Freud (1913), em Totem e Tabu, descreve o canibalismo social como a origem de um ritual primitivo, uma orgia alimentar na qual o excesso leva à culpa e à necessidade de expiação. No digital, a lógica se repete: um frisson em torno de um assunto, uma avalanche de interações, um esgotamento coletivo, o esquecimento. Um novo ciclo começa logo depois.

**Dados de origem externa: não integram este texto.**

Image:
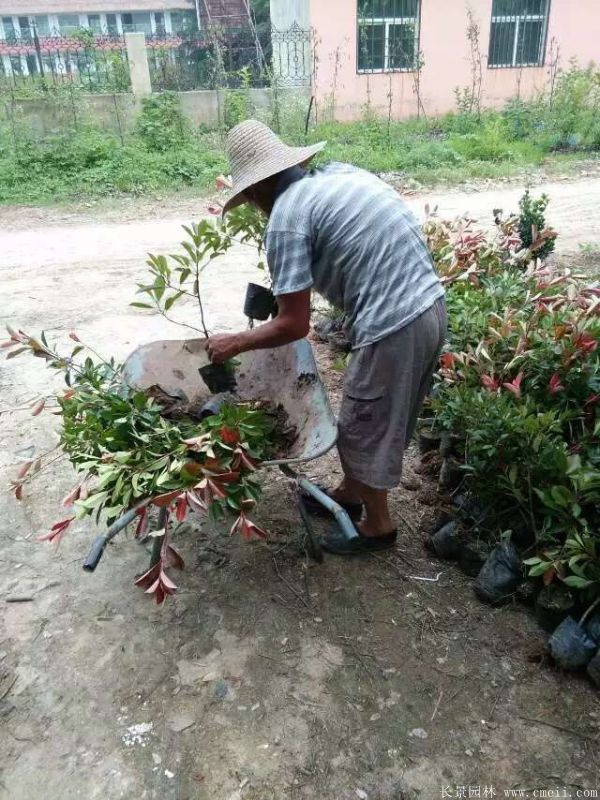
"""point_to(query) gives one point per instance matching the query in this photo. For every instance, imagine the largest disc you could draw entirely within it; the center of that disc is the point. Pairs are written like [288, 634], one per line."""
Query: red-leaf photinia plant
[518, 388]
[128, 455]
[126, 450]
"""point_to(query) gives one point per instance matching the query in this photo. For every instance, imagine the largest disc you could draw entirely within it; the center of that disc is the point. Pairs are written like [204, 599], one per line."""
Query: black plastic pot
[570, 646]
[260, 302]
[592, 627]
[500, 575]
[451, 475]
[473, 555]
[527, 592]
[446, 543]
[214, 404]
[449, 444]
[442, 517]
[428, 440]
[553, 604]
[594, 669]
[218, 377]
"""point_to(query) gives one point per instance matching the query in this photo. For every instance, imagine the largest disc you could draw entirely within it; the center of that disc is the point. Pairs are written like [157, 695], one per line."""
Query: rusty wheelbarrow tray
[286, 375]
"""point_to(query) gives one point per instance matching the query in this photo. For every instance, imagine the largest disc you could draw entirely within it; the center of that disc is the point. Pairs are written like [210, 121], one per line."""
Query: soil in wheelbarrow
[282, 436]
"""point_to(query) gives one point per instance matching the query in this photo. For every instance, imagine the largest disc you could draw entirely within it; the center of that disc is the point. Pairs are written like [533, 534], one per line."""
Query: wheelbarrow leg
[341, 516]
[314, 545]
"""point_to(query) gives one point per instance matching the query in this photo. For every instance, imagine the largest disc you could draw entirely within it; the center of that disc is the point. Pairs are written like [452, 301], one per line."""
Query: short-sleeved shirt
[349, 235]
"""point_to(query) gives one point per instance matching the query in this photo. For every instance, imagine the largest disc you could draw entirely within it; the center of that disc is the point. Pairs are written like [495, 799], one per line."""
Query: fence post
[138, 64]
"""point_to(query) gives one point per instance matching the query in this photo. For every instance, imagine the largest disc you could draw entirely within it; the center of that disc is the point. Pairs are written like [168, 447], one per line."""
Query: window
[26, 32]
[95, 24]
[138, 22]
[111, 25]
[42, 26]
[518, 35]
[388, 35]
[68, 23]
[183, 21]
[9, 27]
[159, 22]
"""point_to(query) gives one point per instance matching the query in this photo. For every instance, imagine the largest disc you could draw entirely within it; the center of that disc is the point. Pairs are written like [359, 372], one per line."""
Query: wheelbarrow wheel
[158, 540]
[313, 545]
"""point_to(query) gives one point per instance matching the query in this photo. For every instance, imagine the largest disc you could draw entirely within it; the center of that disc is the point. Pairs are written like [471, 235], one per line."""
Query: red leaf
[549, 576]
[586, 342]
[142, 525]
[166, 499]
[72, 496]
[174, 558]
[148, 578]
[181, 508]
[491, 384]
[242, 459]
[514, 386]
[156, 581]
[24, 469]
[56, 532]
[193, 467]
[555, 386]
[38, 407]
[229, 435]
[196, 503]
[447, 360]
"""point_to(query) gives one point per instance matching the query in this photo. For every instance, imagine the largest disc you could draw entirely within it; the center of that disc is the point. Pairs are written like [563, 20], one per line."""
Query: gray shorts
[385, 386]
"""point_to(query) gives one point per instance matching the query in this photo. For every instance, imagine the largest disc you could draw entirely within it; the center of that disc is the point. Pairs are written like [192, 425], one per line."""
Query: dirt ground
[267, 676]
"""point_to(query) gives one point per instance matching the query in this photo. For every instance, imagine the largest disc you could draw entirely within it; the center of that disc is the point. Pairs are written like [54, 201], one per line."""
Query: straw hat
[256, 153]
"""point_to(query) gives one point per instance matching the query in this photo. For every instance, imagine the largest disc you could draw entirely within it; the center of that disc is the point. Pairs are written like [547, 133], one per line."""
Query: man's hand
[224, 346]
[291, 323]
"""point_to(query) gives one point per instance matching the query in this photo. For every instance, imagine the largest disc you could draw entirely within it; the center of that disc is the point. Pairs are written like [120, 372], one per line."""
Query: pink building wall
[575, 26]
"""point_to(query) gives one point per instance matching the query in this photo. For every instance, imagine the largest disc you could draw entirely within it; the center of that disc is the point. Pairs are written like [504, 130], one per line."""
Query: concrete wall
[284, 13]
[575, 27]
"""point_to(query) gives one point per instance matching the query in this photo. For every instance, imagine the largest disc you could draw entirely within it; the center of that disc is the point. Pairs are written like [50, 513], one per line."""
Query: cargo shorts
[386, 383]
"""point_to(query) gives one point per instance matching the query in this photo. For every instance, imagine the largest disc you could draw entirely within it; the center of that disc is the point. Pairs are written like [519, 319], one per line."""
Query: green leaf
[561, 496]
[171, 300]
[576, 582]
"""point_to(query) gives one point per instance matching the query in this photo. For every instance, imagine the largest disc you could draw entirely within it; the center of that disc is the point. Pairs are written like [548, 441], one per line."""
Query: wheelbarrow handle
[98, 545]
[95, 554]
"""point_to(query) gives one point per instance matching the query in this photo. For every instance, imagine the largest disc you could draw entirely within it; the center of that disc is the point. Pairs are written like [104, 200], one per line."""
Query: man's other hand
[222, 347]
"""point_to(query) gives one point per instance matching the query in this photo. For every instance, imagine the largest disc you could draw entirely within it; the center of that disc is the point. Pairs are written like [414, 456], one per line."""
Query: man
[348, 235]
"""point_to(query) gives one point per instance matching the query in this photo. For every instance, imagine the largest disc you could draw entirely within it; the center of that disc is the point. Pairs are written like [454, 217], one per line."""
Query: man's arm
[291, 323]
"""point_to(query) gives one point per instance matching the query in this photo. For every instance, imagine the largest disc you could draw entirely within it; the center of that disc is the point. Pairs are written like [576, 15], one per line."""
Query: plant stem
[200, 300]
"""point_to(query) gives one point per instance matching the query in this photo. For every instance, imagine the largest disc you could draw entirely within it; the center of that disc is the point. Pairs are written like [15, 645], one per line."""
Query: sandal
[335, 542]
[312, 505]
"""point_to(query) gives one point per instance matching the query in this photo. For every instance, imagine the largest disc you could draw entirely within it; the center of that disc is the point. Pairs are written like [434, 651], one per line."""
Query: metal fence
[214, 58]
[92, 63]
[228, 57]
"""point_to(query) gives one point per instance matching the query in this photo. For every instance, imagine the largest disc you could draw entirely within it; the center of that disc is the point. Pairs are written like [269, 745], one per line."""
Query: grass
[164, 154]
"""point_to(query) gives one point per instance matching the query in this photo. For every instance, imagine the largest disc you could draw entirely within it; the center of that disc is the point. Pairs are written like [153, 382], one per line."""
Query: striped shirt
[349, 235]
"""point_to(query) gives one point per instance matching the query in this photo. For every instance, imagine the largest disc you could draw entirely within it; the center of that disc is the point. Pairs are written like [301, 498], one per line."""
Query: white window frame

A cultura digital, assim, se revela um banquete antropofágico, no qual o sujeito devora o que pode, absorve o que deseja e vomita o excesso. O que não se mastiga, se engole inteiro. O que não se digere, se expele com desprezo. E a fome nunca passa.
Fontes:
FREUD, Sigmund. Totem e tabu. In: FREUD, S. Obras psicológicas completas de Sigmund Freud, v. XIII. Edição Standard Brasileira. Rio de Janeiro: Imago, 1996.
FREUD, Sigmund. Psicologia das massas e análise do eu. In: FREUD, S. Obras psicológicas completas de Sigmund Freud, v. XVIII. Edição Standard Brasileira. Rio de Janeiro: Imago, 1996.
GREEN, André. Conferências brasileiras de André Green – Metapsicologia dos limites. Rio de Janeiro: Imago, 1990.
JEAMMET, Philippe. Desregulação narcísica e objetais na bulimia. In: BRUSSET, B.; COUVREUR, A.; FINE, A. A bulimia. São Paulo: Escuta, 1999.
LAPLANCHE, Jean; PONTALIS, Jean-Bertrand. Vocabulário de psicanálise. Lisboa: Martins Fontes, 1986.
POSTIGO, Vanuza Monteiro Campos. “O seu amor é canibal”: sobre o devoramento e expulsão do outro na dinâmica da relação amorosa. In: V Congresso Internacional de Psicopatologia Fundamental e XI Congresso Brasileiro de Psicopatologia Fundamental. Setembro de 2012.